We've transferred several Matlab licenses from KITE to HAL, which is typically less busy. This makes it ideal for running big jobs. However, HAL does not have the toolboxes available that KITE does. When our Matlab license comes up for renewal we'll be able to make further changes, and we'll seek the input of Matlab users in deciding what needs to be installed where.
Matlab has also been upgraded to the latest version on both servers.
RefWorks is a web-based citation management tool similar to ProCite and EndNote. In this workshop on Thursday, October 9th, Tom Durkin, from the Social Science Reference Library, will demonstrate how to set up an account, import and add citations to your personal lists, and then print out a formatted bibliography.
If you are currently working on a paper or are curious about different citation management applications, RefWorks may be the right system for you. RefWorks, ProCite and EndNote are all excellent products, but RefWorks offers certain special benefits that the latter two do not offer: Refworks is web-based, so your personal account and collected citations are accessible from any computer connected to the Internet. This feature also makes it easy to collaborate on projects and share lists of citations if you choose to do so. Furthermore, RefWorks has been fully licensed by UW-Madison and is therefore completely free to use by faculty, students, and staff. Visit SSCC's training web pages to register for Thursday's workshop.
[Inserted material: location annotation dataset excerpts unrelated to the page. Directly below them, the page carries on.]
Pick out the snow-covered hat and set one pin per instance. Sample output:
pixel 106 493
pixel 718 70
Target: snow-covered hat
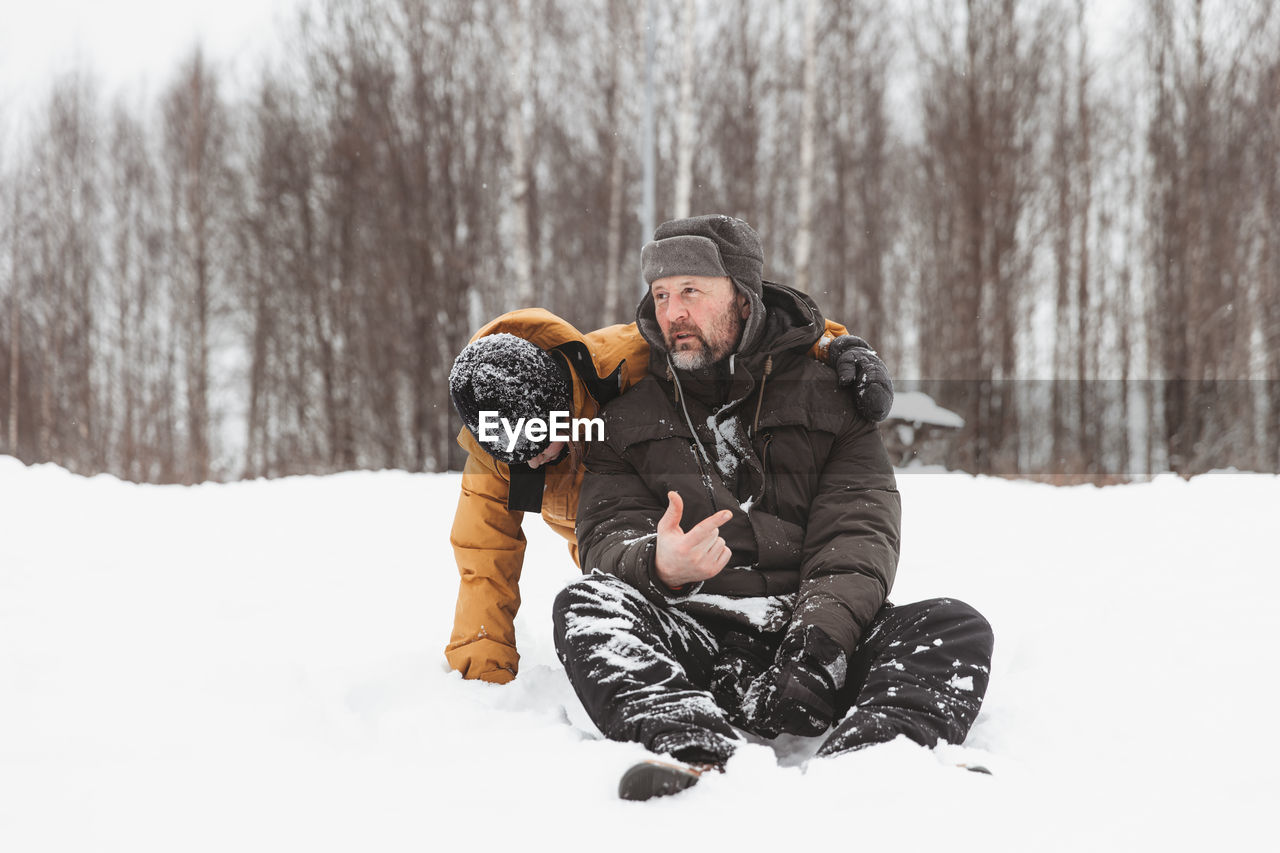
pixel 711 245
pixel 515 378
SSCC's Fall training schedule is winding down. Check out our remaining offerings on SSCC's training web pages. In addition to the RefWorks workshop mentioned in the article above, this month we have "An Introduction to SAS Arrays", " An Introduction to SAS Macros", "Introduction to SQL using SAS", and "Visualizing Spatially Referenced Data with ArcGIS." Remember that all SSCC training sessions require preregistration.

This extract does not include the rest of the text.